Pragmatic Agile Weblog

Agile software development in real life

Principles and anti-principles

Who heard of agile software development very likely heard of the Agile values and principles. These are quoted in the agile manifesto that you can read here.

I think that the fact that agile methodologies are backed by that conceptual framework is extremely effective and powerful (in addition to be a genial marketing move): it gives you a common background or system of values to think about when you are facing a problem and you are trying to figure out a solution. I believe the power of agile principles and values is the charge of positivity in finding good solutions that will make you a step forward in the right direction.

What I am realizing and experiencing lastly is that agile principles and values have also a negative charge, the dark side of agile principles… đŸ™‚ Let me explain. I consider a positive charge when in front of a problem we think at the values and they show me the right path. For example, in front of a customer that changes his mind about a feature, instead of pointing out that in the statement of work we said the features would have been different, we work with the customer to see how we can fit the change in the plan done together.

An example of negative effect of the principles and value is when they are used like a shield, or worst a ax, to make sure that something we do not like does not happen. I do not like to write documents? then I bring the principle “working software over comprehensive documentation”; I do not like this or that tool? then “individuals and interactions over processing and tools”; somebody asks me about my missed commitments? then I bring “responding to change over following a plan”. In other words, instead of trying to understand the underlying problem and finding an agile solution, I sometimes see the tendency to hide our-self behind the excuse that things should be done differently. “You want to be agile??? then you must follow the manifesto!”. How to do it is considered irrelevant, there is always another better way to do anything. What the underlying issue or problem that we want to solve is not important. The only thing that matters is that if you want to be agile you MUST follow the rules…

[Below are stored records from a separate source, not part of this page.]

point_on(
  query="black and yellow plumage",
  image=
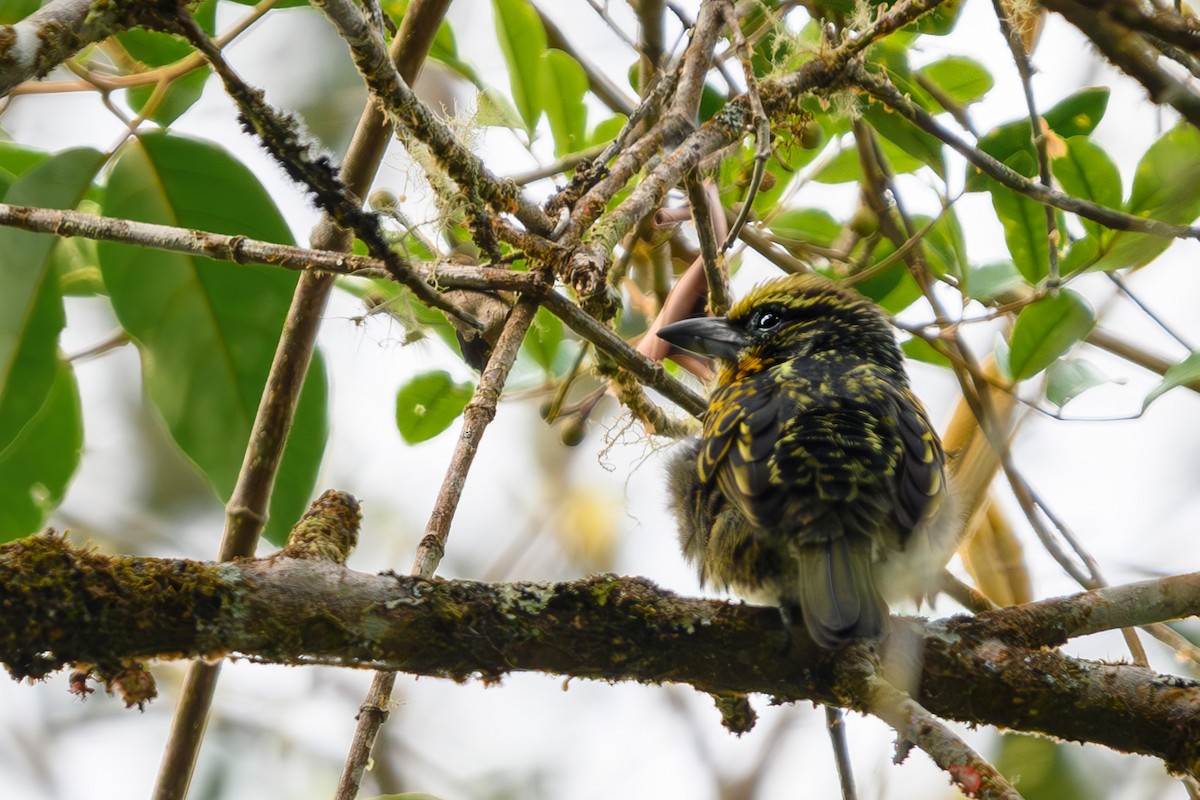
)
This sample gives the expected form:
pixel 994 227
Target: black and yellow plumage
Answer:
pixel 817 467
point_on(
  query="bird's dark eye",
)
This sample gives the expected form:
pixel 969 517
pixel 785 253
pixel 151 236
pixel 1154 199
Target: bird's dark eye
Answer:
pixel 766 320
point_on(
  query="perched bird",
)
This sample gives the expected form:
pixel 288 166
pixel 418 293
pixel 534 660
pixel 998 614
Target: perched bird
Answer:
pixel 817 482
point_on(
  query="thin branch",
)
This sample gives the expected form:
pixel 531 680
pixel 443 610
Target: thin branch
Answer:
pixel 407 112
pixel 972 773
pixel 888 95
pixel 1021 59
pixel 715 271
pixel 1131 53
pixel 600 627
pixel 54 32
pixel 246 510
pixel 759 118
pixel 480 411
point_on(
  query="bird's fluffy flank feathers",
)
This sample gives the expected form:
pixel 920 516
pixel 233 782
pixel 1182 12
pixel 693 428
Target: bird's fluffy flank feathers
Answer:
pixel 816 462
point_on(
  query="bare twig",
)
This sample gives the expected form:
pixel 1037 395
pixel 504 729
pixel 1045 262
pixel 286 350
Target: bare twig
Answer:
pixel 719 299
pixel 1021 59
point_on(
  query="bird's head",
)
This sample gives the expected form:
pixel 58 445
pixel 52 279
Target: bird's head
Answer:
pixel 799 317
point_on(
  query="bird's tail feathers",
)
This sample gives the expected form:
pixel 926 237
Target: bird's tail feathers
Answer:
pixel 838 596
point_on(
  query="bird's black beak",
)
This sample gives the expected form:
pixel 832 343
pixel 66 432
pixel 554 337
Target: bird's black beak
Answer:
pixel 712 336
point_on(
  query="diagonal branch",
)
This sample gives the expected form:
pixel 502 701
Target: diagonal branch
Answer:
pixel 70 605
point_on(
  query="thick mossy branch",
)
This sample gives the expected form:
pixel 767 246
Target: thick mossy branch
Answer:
pixel 65 605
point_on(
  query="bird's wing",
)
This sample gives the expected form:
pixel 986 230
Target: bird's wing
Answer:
pixel 921 471
pixel 789 461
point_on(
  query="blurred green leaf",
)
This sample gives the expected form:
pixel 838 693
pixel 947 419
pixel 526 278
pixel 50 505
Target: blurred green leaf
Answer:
pixel 1165 187
pixel 13 11
pixel 31 314
pixel 1185 372
pixel 208 330
pixel 157 49
pixel 1045 330
pixel 924 148
pixel 1069 378
pixel 846 167
pixel 40 423
pixel 522 41
pixel 892 288
pixel 1086 172
pixel 808 226
pixel 545 340
pixel 1047 770
pixel 945 246
pixel 16 158
pixel 1025 232
pixel 922 350
pixel 964 80
pixel 712 100
pixel 40 461
pixel 429 403
pixel 993 282
pixel 495 109
pixel 1075 115
pixel 445 52
pixel 563 86
pixel 606 130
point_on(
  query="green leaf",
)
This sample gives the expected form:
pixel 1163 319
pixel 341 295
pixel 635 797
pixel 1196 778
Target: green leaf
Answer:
pixel 964 80
pixel 429 403
pixel 807 226
pixel 1069 378
pixel 893 288
pixel 1165 187
pixel 157 49
pixel 31 314
pixel 607 130
pixel 522 41
pixel 1183 373
pixel 39 462
pixel 1075 115
pixel 1085 170
pixel 545 340
pixel 564 84
pixel 208 330
pixel 1025 232
pixel 496 110
pixel 1045 330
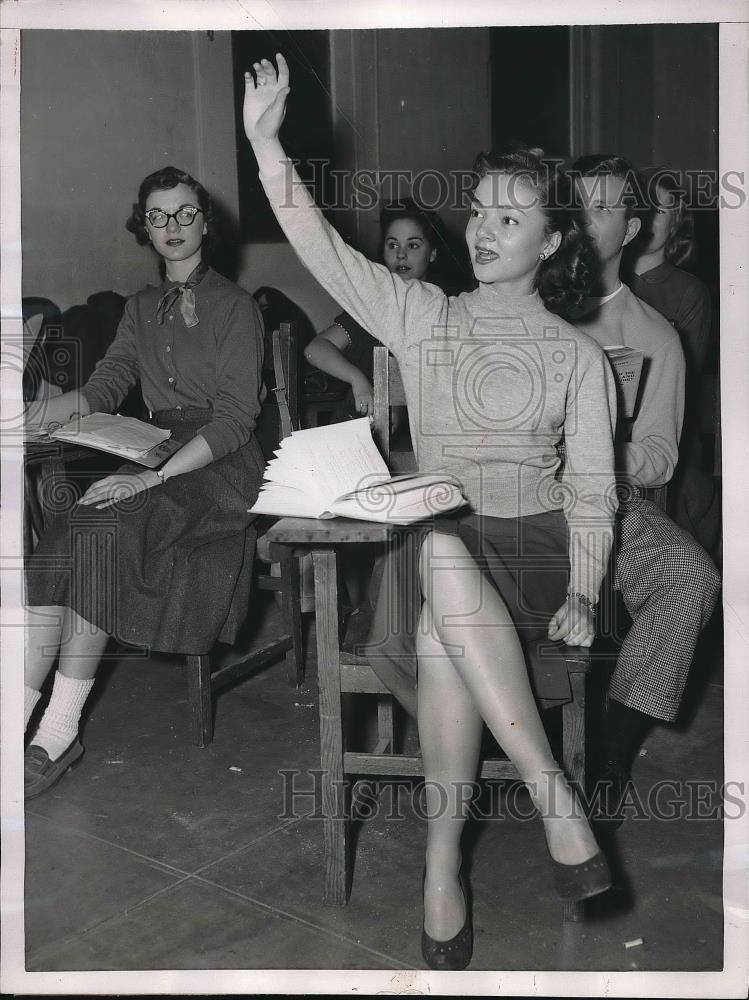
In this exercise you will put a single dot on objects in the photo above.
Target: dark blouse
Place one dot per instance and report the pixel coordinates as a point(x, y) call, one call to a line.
point(685, 302)
point(217, 363)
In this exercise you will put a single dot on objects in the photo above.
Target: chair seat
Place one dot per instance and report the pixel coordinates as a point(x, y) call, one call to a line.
point(311, 532)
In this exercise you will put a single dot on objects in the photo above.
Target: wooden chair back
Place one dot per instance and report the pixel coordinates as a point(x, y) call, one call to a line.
point(203, 682)
point(286, 371)
point(388, 392)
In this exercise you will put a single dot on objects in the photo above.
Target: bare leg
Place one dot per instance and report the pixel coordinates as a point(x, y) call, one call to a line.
point(43, 634)
point(81, 647)
point(476, 630)
point(450, 737)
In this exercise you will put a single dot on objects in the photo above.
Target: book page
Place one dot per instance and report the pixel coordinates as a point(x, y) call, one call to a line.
point(333, 460)
point(122, 435)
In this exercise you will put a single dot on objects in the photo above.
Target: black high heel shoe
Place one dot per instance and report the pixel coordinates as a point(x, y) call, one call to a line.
point(455, 954)
point(577, 882)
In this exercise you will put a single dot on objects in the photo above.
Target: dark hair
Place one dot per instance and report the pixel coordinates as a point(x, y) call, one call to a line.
point(449, 269)
point(680, 244)
point(164, 180)
point(609, 164)
point(565, 278)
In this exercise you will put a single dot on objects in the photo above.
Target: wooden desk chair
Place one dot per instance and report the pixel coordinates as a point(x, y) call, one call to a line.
point(341, 672)
point(388, 392)
point(204, 683)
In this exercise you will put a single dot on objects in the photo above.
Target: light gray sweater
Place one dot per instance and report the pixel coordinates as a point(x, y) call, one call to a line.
point(493, 383)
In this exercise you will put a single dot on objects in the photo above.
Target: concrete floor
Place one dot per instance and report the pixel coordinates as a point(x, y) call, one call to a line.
point(154, 854)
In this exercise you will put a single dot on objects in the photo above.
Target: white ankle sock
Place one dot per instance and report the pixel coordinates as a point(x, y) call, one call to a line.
point(30, 698)
point(59, 725)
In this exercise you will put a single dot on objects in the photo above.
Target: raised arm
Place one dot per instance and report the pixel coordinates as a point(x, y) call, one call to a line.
point(381, 302)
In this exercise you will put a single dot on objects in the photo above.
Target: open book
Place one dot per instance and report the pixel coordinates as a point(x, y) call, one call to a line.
point(124, 436)
point(337, 471)
point(627, 365)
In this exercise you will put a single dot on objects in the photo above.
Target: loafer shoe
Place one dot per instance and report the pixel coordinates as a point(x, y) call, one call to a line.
point(40, 773)
point(455, 954)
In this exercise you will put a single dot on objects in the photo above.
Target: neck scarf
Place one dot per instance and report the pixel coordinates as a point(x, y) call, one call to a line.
point(183, 292)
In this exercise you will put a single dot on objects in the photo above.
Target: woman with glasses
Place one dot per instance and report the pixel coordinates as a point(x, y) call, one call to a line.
point(176, 577)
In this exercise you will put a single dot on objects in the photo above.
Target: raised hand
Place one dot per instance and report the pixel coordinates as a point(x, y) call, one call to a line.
point(573, 623)
point(265, 99)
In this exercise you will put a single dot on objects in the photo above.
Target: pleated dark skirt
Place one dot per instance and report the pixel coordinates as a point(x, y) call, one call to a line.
point(525, 559)
point(170, 569)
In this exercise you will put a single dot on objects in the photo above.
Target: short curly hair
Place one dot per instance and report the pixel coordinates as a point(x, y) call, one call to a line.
point(566, 277)
point(680, 244)
point(165, 179)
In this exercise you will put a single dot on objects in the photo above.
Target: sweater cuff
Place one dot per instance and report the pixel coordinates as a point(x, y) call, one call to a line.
point(96, 403)
point(285, 189)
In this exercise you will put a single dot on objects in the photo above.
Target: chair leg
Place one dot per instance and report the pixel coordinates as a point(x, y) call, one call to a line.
point(291, 600)
point(385, 725)
point(335, 823)
point(201, 702)
point(573, 759)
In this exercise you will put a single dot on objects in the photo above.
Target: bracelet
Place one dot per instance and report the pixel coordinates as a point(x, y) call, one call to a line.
point(584, 600)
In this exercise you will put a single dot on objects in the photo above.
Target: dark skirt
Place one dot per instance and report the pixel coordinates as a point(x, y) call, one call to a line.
point(525, 559)
point(171, 569)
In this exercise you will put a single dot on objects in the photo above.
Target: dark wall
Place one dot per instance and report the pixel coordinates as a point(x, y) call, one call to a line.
point(530, 86)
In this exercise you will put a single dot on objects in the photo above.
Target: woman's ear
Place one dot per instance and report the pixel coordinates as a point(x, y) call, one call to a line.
point(552, 245)
point(633, 228)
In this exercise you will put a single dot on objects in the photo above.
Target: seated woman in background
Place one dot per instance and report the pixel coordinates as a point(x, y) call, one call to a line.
point(176, 577)
point(495, 379)
point(658, 277)
point(412, 246)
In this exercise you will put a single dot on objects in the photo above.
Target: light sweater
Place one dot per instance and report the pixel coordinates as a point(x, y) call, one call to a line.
point(492, 383)
point(649, 457)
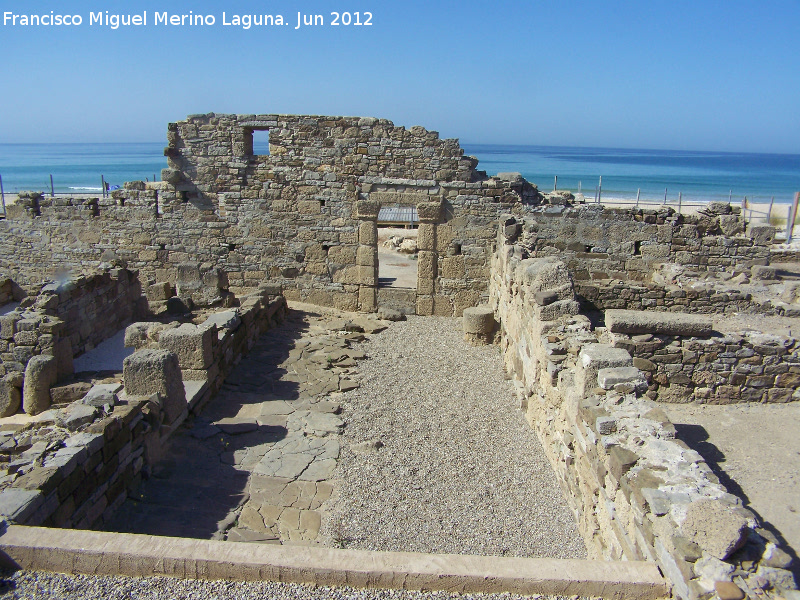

To me this is very anti-agile and turns the principles in anti-principles and the values into dis-values.

I think that part of the problem is that the agile manifest is often read superficially. In the above I used principles and values almost interchangeably, like they were almost the same thing. I’ve done it on purpose because it is what I hear very often. But reading carefully the agile manifesto, there is an important distinction between the two. The manifesto says

...Through this work we have come to value:
1. Individuals and interactions over processes and tools
2. Working software over comprehensive documentation
3. Customer collaboration over contract negotiation
4. Responding to change over following a plan

And after that:

That is, while there is value in the items on the right,
we value the items on the left more.

The first thing I would note is that those are the Values. They are not the principles.

Secondly, what the manifesto says is that even recognizing the value of the right side of the sentences, the left part is more important.

The two observations above are important IMHO, because on one side, the agile value system shows you where you should look at when in doubt, on the other side they implicitly express that there is a balance you have to consider between the agile value system and other value systems (customer’s organization, your organization, business constraints and so on).

Where the principles come from then? ehehe, I do not know for which reason, but they are after the list of the Agile manifesto promoters and the copyright information, that is below where you usually would stop reading a web page. If instead you scroll a little, you will see the “Twelve principles of Agile Software” link. This is a very interesting reading, actually I would say the most challenging part of agile development. Those are the Principles and they are quite demanding. They start from putting at the highest priority early and continuous delivery of valuable software, to the delivery of working software frequently, to getting together business people and developers and so on.

The difference between values and principles is that the latter are a kind of normative guidelines derived from the values. I said guidelines because who is serious about software development knows that each team is different, each person is different, each organization is different. Therefore the challenge is always how to apply the agile values in a specific environment, putting in practice at the best in the given circumstances the principles. What’s funny is that I am sure that waving the agile values you could sustain that any of the principle should be avoided. For this reason it is not only important to have the values in mind, but also the principles. When we see a practice that seems in contrast with the values we should also ask why it is in place, and if it aims to achieve any of the principle. If so, we can pic of the two choices: propose how to improve things, or waiving the values and shield our-self behind them…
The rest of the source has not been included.